Writing Better Apps: Implementing Configuration

Richard Clayton

Stumbling my way through the great wastelands of enterprise software development.

"Configuration" is the settings your application uses to change its behavior at runtime. Configuration might include simple values that adjust timeouts on requests to more complicated settings that swap out database or cloud service providers.

The process of collecting and validating configuration is critical to a stable application. The most common cause of deployment failure is misconfiguration. A robust configuration system exhibits the following attributes:

Simple
Strict
Fails Fast
Layered

Simple

Configuration is essential to your application starting. You should prefer methods that maximize the chance of this phase working. This means prefer synchronous sources, standard formats, and sensible defaults.

Environment variables are preferred. This is the most reliable mechanism for sourcing configuration. Environment variables work the same on most platforms (as a dictionary/map of key-value pairs available to a process). They are generally pretty easy to use:

const dbHost = process.env.DB_HOST

All popular deployment frameworks have some way of seeding a deployment's environment with these variables. The only real drawback to environment variables is that they are accessible to operators (so they might not be appropriate for high-security environments).

Files sources are also useful, but have some complexity due to potential failure modes (missing, insufficient permissions, unparsable).

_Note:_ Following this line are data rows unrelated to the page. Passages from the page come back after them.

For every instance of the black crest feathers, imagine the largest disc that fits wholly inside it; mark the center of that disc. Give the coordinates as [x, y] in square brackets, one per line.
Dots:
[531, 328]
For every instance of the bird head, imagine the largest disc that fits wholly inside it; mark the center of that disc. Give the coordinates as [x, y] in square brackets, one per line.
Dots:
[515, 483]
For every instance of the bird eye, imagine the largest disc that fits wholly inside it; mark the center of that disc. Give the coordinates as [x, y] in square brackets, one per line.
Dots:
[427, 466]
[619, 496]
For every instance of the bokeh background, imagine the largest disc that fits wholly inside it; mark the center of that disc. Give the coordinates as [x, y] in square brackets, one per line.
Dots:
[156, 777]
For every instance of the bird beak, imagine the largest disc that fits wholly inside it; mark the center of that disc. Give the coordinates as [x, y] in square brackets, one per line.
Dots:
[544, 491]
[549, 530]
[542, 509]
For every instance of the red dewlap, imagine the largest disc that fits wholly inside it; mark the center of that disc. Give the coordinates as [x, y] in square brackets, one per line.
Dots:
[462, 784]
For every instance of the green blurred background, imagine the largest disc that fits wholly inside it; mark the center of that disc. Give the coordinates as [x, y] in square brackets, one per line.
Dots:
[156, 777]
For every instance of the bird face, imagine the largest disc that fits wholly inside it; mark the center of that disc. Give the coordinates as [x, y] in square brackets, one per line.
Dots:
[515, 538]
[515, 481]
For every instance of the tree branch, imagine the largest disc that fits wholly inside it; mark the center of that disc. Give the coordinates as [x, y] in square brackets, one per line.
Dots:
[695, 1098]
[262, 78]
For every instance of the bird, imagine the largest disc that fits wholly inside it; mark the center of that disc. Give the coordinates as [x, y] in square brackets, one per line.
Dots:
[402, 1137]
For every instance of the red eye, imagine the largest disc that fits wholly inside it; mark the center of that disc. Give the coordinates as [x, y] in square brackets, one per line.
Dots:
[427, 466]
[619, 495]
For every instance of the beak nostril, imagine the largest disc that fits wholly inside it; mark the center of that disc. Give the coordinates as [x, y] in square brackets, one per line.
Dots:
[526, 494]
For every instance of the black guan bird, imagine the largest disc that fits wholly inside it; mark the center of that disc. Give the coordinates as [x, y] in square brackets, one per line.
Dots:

If you choose to use files, use standardized formats. Your language or platform will typically have an idiomatic solution (JSON for Node.js, YAML, for Python). Do not create custom formats! Custom formats increase the complexity of your configuration system with virtually no reward.

// Javascript Configuration is impossibly easy:
const config = require('/etc/my-app/config.json')

const dbHost = config.db.host

// Alternatively, you could source something like XML (why, IDK!?).
import { readFileSync } from 'fs'
import libxml from 'libxmljs'

const xmlStr = readFileSync('/etc/my-app/config.xml')
const xmlDoc = libxml.parse(xmlStr)

const dbHost = xmlDoc.get('//db/host').text()

Another valid, but less recommended strategy are networked sources of configuration. Networked sources can give you centralized control of configuration, but also increases the likelihood and time to report failures.

import Axios from 'axios'

const environment = process.env.NODE_ENV
const configToken = process.env.CONFIG_TOKEN

const url = `https://config.mycompany.com/service/my-service/env/${environment}?token=${configToken}`

const res = await Axios.get(url, {
  timeout: 10000, // 10s
})

const dbHost = res.data.db.host

Configuration should also not be a pain in the butt to maintain. It may seem like a great idea to be able to change every setting in your application, but in practice, "You Ain't Gonna Need It" (YAGNI). Instead of specifying every configurable item in the environment or file, rely on sensible defaults. Try to use the fewest possible configuration items possible. If you use defaults, those defaults should be production values. We will talk more about this in "layered."

Strict

Configuration from dynamic sources needs to be validated. Applications die all the time because an expected variable is missing or in the wrong format. Imagine passing null or a number as a hostname to a database connection. Most likely, a connection will fail, and the app will crash (hopefully). A more challenging problem to diagnose are variables outside a valid range of values. For example, timeouts for requests can be set too low or high. Misconfigurations may give operators/admins the perception that the service is running correctly, but the service may be behaving incorrectly in actuality.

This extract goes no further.